Have you overdone it? (Part 3)

I have already written two articles with the same name and a few others touching on the same theme. Today, yet another of my reader requested to write some more on this theme. So, here I go. The writing is going to be a difficult one, especially with my kids listening to ‘wheels on the bus go round and round’. It’s a catchy tune and somehow digs into my brains… aargh.

Actually, the more my kids watch this, the more they like and more they sing it. Same goes with the post-processing of the images too. With the kind of photographs each of us are bombarded with each day, it’s no surprise that we start to think in the same way. Those overcooked images seem to be the new normal now a days. The electric greens, the deep blues, waxy skins… the list goes on. I have written about many such points earlier. Here, again, I’ll talk about a few other flaws that are obvious signs of over-processing.

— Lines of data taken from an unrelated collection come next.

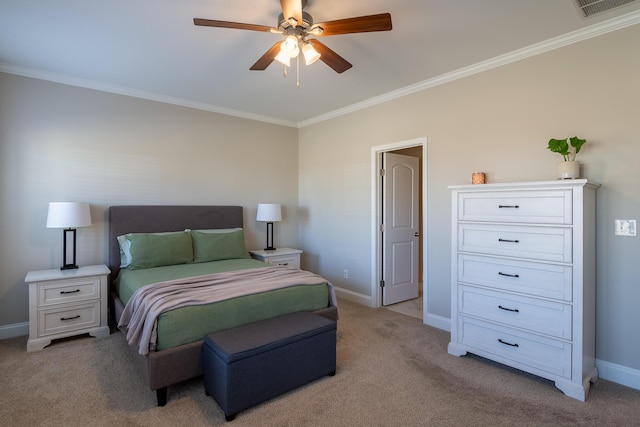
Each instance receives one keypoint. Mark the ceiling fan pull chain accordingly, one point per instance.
(298, 72)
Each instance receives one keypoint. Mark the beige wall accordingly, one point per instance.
(498, 121)
(63, 143)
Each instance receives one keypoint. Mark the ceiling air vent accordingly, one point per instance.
(593, 7)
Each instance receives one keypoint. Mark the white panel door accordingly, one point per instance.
(400, 237)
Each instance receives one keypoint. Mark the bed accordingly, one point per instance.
(175, 358)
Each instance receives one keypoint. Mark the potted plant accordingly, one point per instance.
(569, 168)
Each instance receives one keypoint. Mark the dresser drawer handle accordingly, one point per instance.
(508, 275)
(513, 310)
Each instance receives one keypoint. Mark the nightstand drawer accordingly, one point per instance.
(530, 278)
(60, 292)
(540, 243)
(539, 316)
(542, 207)
(285, 260)
(63, 319)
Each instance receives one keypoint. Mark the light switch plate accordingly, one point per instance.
(625, 227)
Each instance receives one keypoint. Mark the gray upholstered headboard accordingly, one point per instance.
(153, 219)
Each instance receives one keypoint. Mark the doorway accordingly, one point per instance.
(417, 149)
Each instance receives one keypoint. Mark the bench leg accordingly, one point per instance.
(161, 395)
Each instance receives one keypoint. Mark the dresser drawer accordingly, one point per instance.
(539, 243)
(63, 319)
(542, 207)
(530, 278)
(545, 354)
(539, 316)
(71, 290)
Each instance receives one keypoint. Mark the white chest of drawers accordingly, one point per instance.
(64, 303)
(523, 278)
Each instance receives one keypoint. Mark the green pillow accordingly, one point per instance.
(214, 245)
(158, 249)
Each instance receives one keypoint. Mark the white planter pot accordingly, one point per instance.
(568, 170)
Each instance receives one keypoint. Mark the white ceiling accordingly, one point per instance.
(151, 49)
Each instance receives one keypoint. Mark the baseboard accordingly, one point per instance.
(15, 330)
(356, 297)
(623, 375)
(618, 374)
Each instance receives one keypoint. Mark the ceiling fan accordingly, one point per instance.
(298, 27)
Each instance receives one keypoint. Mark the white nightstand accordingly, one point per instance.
(63, 303)
(280, 256)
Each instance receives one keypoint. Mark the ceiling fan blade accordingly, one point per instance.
(292, 9)
(266, 59)
(360, 24)
(227, 24)
(329, 57)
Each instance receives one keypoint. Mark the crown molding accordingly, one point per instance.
(595, 30)
(121, 90)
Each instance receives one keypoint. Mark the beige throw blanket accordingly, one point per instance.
(139, 319)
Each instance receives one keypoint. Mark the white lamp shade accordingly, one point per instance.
(269, 212)
(68, 215)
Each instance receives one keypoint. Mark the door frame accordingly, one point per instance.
(376, 217)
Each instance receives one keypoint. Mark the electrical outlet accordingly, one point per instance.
(625, 227)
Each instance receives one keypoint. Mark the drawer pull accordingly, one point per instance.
(508, 241)
(507, 343)
(508, 275)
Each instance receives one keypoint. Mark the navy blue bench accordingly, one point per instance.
(249, 364)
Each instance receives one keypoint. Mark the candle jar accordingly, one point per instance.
(478, 178)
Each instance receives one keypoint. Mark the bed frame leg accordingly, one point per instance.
(161, 395)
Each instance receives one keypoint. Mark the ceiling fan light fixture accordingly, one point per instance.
(283, 57)
(310, 54)
(290, 45)
(316, 31)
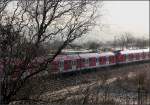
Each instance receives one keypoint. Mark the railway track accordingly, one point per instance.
(83, 77)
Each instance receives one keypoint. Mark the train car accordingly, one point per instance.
(68, 63)
(133, 55)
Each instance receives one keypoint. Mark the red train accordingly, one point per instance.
(68, 63)
(76, 62)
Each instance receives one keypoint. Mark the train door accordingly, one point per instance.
(111, 59)
(97, 61)
(86, 62)
(107, 60)
(61, 66)
(102, 60)
(127, 58)
(67, 65)
(74, 64)
(92, 61)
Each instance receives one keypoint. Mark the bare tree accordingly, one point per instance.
(32, 23)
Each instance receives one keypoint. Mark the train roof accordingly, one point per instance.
(79, 56)
(134, 51)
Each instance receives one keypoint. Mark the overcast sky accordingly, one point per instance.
(122, 16)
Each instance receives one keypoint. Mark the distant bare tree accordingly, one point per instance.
(125, 40)
(25, 28)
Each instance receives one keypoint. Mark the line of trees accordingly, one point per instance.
(122, 41)
(25, 25)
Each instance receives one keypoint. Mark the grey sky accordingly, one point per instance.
(122, 16)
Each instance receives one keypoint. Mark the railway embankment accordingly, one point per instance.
(111, 86)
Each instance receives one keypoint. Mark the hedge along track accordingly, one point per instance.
(59, 81)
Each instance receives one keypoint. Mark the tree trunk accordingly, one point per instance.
(4, 100)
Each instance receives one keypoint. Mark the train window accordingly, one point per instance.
(97, 60)
(87, 61)
(73, 62)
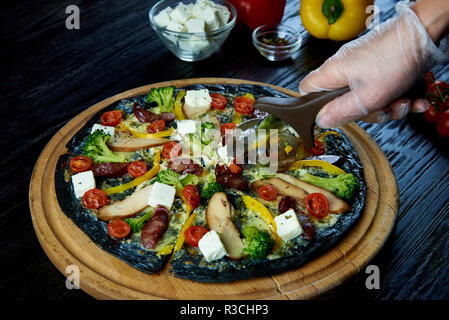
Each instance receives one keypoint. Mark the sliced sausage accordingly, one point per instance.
(154, 228)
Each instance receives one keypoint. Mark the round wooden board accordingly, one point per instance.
(105, 277)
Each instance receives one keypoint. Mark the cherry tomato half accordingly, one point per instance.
(95, 199)
(118, 228)
(318, 149)
(227, 127)
(111, 118)
(317, 205)
(137, 168)
(443, 124)
(244, 105)
(80, 164)
(267, 192)
(194, 234)
(219, 101)
(171, 149)
(190, 192)
(156, 126)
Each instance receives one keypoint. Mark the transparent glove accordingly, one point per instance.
(379, 67)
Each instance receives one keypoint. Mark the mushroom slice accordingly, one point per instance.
(336, 205)
(218, 216)
(127, 207)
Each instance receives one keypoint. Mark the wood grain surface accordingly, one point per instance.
(104, 276)
(50, 75)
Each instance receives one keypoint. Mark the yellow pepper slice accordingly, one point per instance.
(177, 109)
(181, 237)
(337, 20)
(328, 167)
(165, 250)
(137, 134)
(134, 183)
(325, 134)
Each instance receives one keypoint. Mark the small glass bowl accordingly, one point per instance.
(192, 46)
(274, 32)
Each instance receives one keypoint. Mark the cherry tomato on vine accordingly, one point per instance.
(219, 101)
(111, 118)
(244, 105)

Every tint and every shade is just a small change of the original color. Sometimes these changes are so small that it becomes difficult for the electronic screens to show the subtle change. In such scenarios, they end up showing the neighboring values. This appears as bands of a hue on the screen. This is usually the flaw of these screens but overdoing post-processing can cause images to show this even in areas where such banding should not be visible.

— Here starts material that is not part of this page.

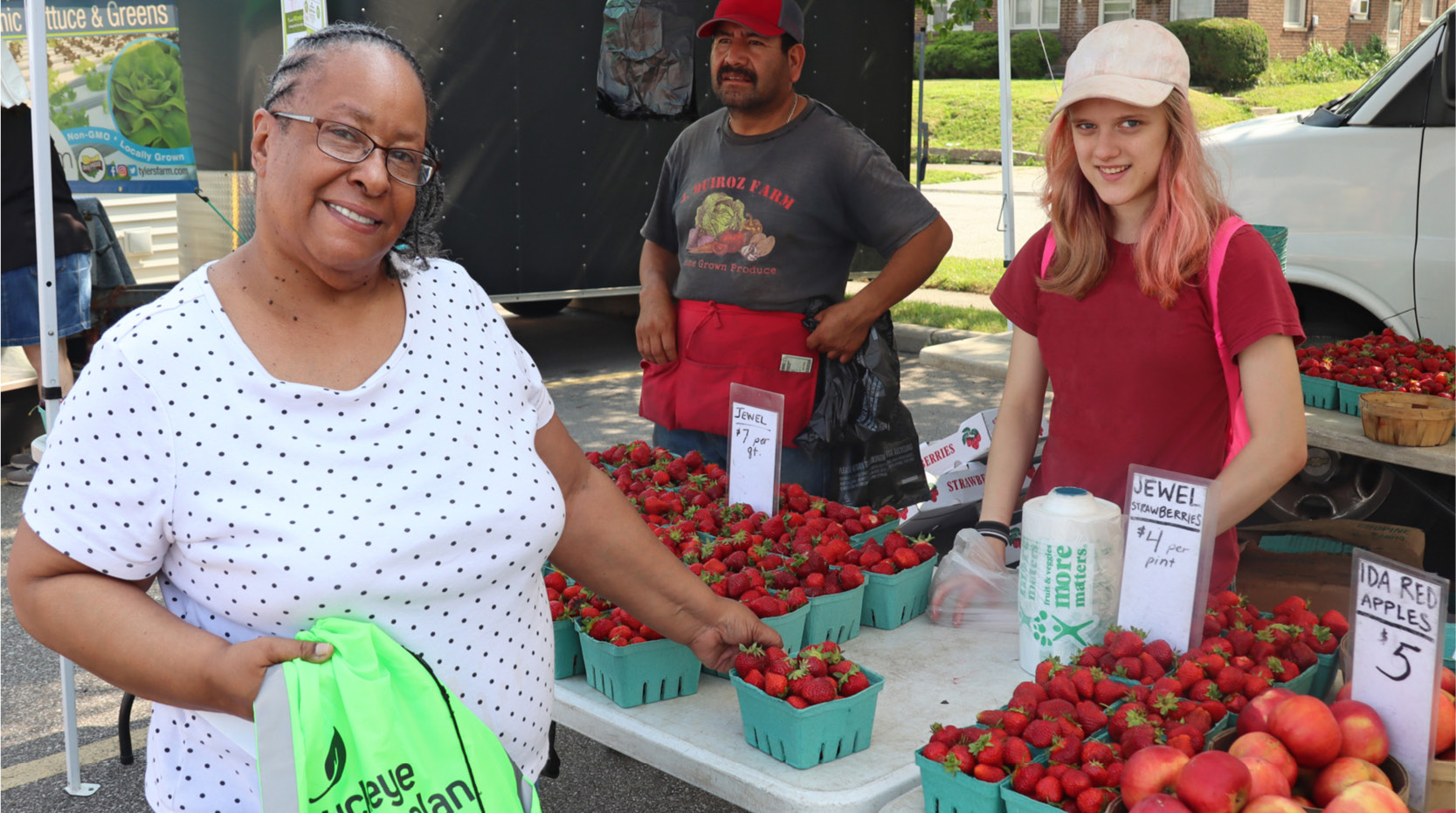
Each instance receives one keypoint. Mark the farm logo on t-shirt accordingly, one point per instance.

(Move the slider to see banding effects. This is an intentionally over-cooked pic. Thanks to Sudipto Roy for sharing the original image and letting me mess around with it to this degree.)

In the image above, I have intentionally post-processed the sky. These ‘bands’ were not there in the original scene but here they appear due to post-processing. Banding is usually noticeable in large areas of subtle changes in color or brightness/darkness. Sky is the first place in most such pictures.

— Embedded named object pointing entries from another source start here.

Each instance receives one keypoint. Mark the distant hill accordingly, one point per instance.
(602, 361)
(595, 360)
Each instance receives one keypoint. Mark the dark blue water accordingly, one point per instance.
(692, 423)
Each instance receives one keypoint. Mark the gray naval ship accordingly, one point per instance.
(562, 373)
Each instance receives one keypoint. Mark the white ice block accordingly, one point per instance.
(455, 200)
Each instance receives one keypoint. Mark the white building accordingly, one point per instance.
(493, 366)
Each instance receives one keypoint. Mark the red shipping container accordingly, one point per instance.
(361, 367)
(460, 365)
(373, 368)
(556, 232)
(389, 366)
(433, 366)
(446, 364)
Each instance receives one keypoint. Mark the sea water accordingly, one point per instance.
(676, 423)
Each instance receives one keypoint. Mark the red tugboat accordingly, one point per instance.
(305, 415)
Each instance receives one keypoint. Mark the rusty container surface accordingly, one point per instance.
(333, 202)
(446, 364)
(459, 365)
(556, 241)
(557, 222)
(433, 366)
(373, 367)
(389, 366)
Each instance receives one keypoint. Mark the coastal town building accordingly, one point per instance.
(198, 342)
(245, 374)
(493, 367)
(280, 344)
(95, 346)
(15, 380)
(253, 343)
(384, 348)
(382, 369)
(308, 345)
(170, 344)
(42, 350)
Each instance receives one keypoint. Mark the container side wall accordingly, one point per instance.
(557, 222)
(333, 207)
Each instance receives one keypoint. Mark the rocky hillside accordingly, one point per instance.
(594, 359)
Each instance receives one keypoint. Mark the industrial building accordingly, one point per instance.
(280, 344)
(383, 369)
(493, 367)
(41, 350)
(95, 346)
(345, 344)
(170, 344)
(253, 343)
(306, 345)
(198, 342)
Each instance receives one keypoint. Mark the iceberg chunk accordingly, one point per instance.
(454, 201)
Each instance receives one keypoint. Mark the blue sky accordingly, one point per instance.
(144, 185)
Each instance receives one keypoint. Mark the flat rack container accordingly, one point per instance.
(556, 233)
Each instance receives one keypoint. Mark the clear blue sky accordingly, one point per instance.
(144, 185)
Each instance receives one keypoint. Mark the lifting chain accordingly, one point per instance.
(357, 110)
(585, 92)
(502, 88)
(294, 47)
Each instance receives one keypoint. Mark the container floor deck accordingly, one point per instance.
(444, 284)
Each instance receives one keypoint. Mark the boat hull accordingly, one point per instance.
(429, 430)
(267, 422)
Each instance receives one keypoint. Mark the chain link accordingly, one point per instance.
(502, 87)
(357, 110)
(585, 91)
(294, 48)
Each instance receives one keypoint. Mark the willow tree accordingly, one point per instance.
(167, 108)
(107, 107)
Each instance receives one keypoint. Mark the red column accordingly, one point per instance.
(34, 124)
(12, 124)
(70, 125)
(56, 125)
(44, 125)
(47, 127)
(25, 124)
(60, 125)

Just today I noticed a photograph in one of the famous facebook groups with excessive banding which was being touted as extremely beautiful. To any trained eye, banding will always take the impact away.

(This is another overdone image of Trishul peak. I had to limit the tones also intentionally to get the banding. The banding can be seen as curvy horizontal lines in the sky mostly. Move the slider to get an idea.)

The first culprit that causes banding in post-processing is when one tries to spread the values across the whole of histogram by compressing the curve in order to make use of the complete tonal range (Curves Tool at your service). Another culprit are the tools that try to create an HDR like image. I call these ‘pseudo-HDRers’. Be on the lookout for banding if you use any of these.

Sometimes, the banding may also appear due to compression that happens while saving the image or while uploading it to sites or apps that use compression (like facebook or whatsapp). So, no, it’s not the fault of photographer always. Quite frequently it can be substandard monitor or these apps or sites. But then, a serious photographer should not be showcasing his/her work on such degrading platforms…. just my personal opinion.

I took out a music album that I simply adore – Simon & Garfunkel – Bridge Over Troubled Water. It has been lying on my desk since the last hour or so, while my house is filled with music from yet another youtube kids’ video. My turn to listen to music has still not come. The difference is the same in photography. One music is a masterpiece to me. The other one is a masterpiece for my kids. Everyone is different and everyone’s tastes are different.

Excessive Contrast

This one is also related to my earlier point and I may have mentioned it earlier. However, here it is again.

(The image on the left is with high contrast. One of my friends had posted this pic on his Instagram since we were on this trip together. He got lots of wows and likes. The one I like more is with lower contrast on the right. Notice the details in the window frames on the upper floor, as you move the slider)

This is a simple example of how a high contrast scene may look good initially but does not hold interest for long. The details, the textures, the feel is missing in high contrast scene. The high contrast scene also seems to have higher saturation. The sky appears clearer too. But, the one with normal contrast has more realistic values and brings out the character of the dilapidated house.

Usually this over-processing happens with black and white images. With no colors to guide, photographers often overdo the contrast. Be on the look out. Take care of details in shadow areas and in brightly lit areas. Ensure that when you increase the contrast, the details in these regions does not get lost.


In the series of these articles, I have covered –
Dynamic Range, Saturation, Sharpening – Have you overdone it?
Mid-level contrast, Vignette, Structure – Have you overdone it? (Part 2)
Banding, Contrast – In this article !

Do check out these articles too on the same theme –
Top 10 Photo-editing Traps
Photography getting lost to Photo-editing

Do be on the look-out, the overdone photographs stir some nasty emotions in me. I might be writing more on this whenever these images start overpowering me again. I am abruptly ending this article since the kids have gone out to play and now is the chance for me to enjoy some real music. Bye for now!